I step inside and they follow. I look up at the ceiling, the double curving staircase, and at the vase of fresh white gladiolas on the pedestal to the left. I smile. The flowers had to be the Realtor’s touch—a stab of warmth in a cold empty house. Or could it be Mother’s idea? In honor of my birthday? Is it possible? Today could be different. It could add up to everything right. I snap off one flower and tuck it behind my ear.
The living room is unchanged, except for one piece of missing furniture, the white grand piano along with its bench. Mr. Gardian saved that for me.
“Anybody home?” Mira calls sheepishly. “Mrs. Faraday?”
“Shhh,” I tell her. “Let’s go upstairs. I’ll show you my room.”
We move toward the stairs, Mira’s peep-toed platforms click, click, clicking on the marble tiles.
“Why am I not surprised to see you here, Destiny?”
Mira jumps. I turn around.
I recognize the voice before I even see him. “You know me too well, Mr. Gardian,” I answer.
He takes a few steps closer, joining us in the foyer. “I suppose after all these years I do. And this time I see you brought some partners in crime.” He sighs quite deliberately to make his point. “So, how much is this one going to cost me?”
“You mean me, don’t you?”
“Yes. You.”
/> “Probably a bundle. My parents about?”
“Destiny. Please. You know it’s not good to—”
“Never mind. Not surprised they’re gone. It’s only my birthday. Typical.”
Seth steps forward. “Sir, very sorry about the intrusion. The day just got started off on the wrong foot.

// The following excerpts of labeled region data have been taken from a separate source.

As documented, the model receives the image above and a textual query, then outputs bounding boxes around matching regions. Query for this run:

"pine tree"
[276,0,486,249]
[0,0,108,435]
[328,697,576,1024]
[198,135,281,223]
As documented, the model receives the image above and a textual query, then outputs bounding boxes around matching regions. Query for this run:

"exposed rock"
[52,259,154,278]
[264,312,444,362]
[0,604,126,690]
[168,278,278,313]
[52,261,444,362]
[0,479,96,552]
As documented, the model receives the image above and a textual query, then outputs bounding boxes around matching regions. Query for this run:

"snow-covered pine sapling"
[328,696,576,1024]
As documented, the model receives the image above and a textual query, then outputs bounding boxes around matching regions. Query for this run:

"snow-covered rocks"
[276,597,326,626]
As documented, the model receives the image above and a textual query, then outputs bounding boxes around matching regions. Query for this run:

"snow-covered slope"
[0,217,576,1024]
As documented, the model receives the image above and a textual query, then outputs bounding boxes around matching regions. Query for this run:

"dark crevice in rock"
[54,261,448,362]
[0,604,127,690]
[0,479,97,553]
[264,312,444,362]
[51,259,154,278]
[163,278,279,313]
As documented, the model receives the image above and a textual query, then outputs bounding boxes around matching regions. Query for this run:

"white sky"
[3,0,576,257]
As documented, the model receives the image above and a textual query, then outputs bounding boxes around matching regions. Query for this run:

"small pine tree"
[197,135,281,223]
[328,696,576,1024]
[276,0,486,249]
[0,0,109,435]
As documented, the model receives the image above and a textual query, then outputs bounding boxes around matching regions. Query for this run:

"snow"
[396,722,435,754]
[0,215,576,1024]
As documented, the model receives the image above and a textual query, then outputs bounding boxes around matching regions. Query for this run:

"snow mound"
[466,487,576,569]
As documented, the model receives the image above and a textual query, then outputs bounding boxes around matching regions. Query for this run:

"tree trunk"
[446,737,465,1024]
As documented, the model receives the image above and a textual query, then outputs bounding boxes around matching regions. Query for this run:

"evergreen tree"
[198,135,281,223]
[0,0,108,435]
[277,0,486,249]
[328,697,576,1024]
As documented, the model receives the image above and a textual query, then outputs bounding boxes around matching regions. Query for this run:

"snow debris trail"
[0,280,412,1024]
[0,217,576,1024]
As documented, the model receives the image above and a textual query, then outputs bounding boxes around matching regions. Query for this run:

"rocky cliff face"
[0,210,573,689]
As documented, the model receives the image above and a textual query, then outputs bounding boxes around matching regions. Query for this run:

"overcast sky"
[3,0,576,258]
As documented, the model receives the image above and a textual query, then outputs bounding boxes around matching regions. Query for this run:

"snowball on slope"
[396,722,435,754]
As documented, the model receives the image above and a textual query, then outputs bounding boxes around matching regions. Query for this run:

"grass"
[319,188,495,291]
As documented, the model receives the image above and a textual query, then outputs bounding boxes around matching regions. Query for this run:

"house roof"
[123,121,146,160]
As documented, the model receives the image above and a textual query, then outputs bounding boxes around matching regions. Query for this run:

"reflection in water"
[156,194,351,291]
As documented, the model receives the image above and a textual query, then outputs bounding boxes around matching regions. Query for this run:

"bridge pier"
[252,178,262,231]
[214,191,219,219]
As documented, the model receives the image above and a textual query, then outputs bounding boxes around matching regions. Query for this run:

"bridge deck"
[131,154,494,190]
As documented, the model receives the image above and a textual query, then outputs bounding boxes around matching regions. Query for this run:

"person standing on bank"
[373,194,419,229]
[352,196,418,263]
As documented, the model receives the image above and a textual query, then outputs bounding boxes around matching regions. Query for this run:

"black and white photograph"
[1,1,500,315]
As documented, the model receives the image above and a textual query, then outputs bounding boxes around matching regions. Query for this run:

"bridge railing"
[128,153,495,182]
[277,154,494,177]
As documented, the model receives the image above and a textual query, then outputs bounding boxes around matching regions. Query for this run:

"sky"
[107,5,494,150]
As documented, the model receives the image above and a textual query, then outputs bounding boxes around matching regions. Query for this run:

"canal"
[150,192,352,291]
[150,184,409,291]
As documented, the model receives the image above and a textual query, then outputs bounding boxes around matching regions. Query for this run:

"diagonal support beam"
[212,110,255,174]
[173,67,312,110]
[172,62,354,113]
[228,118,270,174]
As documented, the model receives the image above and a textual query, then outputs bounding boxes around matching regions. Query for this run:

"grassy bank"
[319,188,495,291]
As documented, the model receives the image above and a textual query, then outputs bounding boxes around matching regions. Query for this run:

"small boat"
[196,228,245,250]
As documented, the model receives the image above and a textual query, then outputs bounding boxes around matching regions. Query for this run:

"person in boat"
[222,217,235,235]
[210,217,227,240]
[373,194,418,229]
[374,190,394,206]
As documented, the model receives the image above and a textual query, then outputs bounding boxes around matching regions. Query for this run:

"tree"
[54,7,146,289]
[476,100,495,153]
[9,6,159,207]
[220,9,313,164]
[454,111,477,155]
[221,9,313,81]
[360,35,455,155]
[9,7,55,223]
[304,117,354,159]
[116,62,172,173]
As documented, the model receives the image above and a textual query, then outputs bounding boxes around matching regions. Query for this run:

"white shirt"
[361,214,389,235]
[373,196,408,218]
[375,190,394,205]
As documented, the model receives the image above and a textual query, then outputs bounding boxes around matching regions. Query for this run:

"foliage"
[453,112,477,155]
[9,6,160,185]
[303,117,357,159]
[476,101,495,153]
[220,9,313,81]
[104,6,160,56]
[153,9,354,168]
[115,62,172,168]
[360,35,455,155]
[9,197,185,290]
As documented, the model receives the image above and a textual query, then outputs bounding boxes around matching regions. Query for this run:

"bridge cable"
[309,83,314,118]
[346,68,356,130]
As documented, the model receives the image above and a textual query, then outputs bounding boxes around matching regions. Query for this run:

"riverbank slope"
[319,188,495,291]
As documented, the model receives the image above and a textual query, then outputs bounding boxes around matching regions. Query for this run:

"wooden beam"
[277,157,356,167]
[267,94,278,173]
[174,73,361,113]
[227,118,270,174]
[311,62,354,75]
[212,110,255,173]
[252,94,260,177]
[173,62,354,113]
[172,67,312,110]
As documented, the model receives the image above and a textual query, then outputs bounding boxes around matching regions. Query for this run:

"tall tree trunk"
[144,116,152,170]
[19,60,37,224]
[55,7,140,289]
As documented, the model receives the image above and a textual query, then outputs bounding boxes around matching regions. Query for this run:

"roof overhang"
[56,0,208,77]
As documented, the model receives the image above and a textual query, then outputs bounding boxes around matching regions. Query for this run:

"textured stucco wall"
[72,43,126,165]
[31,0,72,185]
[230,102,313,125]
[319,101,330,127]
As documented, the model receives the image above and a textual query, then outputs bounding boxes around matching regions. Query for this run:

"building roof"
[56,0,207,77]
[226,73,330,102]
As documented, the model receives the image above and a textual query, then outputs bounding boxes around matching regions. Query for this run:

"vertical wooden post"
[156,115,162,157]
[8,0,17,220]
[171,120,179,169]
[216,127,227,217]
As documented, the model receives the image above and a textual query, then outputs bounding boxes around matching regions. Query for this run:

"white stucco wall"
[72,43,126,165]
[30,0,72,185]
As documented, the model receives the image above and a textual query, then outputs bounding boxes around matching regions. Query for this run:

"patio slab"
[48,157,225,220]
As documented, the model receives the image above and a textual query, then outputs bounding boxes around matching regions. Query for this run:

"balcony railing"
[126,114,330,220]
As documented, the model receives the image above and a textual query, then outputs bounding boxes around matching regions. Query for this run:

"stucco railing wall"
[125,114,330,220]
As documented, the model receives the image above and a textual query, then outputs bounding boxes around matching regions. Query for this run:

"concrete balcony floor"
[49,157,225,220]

Destiny’s aunt Edie had some problems with her tires—”
“Aunt Edie?” Mr. Gardian looks from Seth to me. “Destiny. She’s not back in the picture, is she?”
“Relax, Mr. Gardian. She didn’t show. I just came to give my friends the nickel tour. Can you please just give us a few minutes?” He folds his arms slowly across his chest and throws in a frown for good measure. “For old time’s sake?” I add.
His arms drop to his sides, and he finally nods. He moves awkwardly toward me and kisses the top of my head. “Happy birthday, Destiny,” he whispers. I close my eyes briefly, which allows the ache in my throat to spread to my chest. He steps back and shakes his head. “I had a little something delivered for you to Hedgebrook today. I’m sorry you weren’t there to receive it.”
“You know I don’t celebrate my birthday.”
“But I think it’s about time you did.”
“We’ll be going back soon. I’m sure Mrs. Wicket has set it aside for me.”
He smiles. “Just a few minutes now. Escrow closes today. The Realtor will be here shortly to sign the last papers.” He lowers his voice to a whisper. “And I don’t want any scenes or anything, all right?”
I whisper back to him. “My friends can still hear you, Mr. Gardian.”
“Right.”
“Nice to meet you, Mr. Gardian.” Seth reaches his hand out to shake like they are old buddies. Smooth.
“Edward. Edward Farrell,” Mr. Gardian says. “Mr. Gardian is just Destiny’s pet name for me. I’ve gotten used to it.”
“Oh. I see.” But it is clear he doesn’t see. Smooth Seth is caught off guard. I love being me sometimes. Not often. But sometimes.
Aidan and Mira say their hellos and good-byes too, and they follow me toward the stairs.
“Why do you call him Mr. Gardian when his name is Farrell?” Seth asks.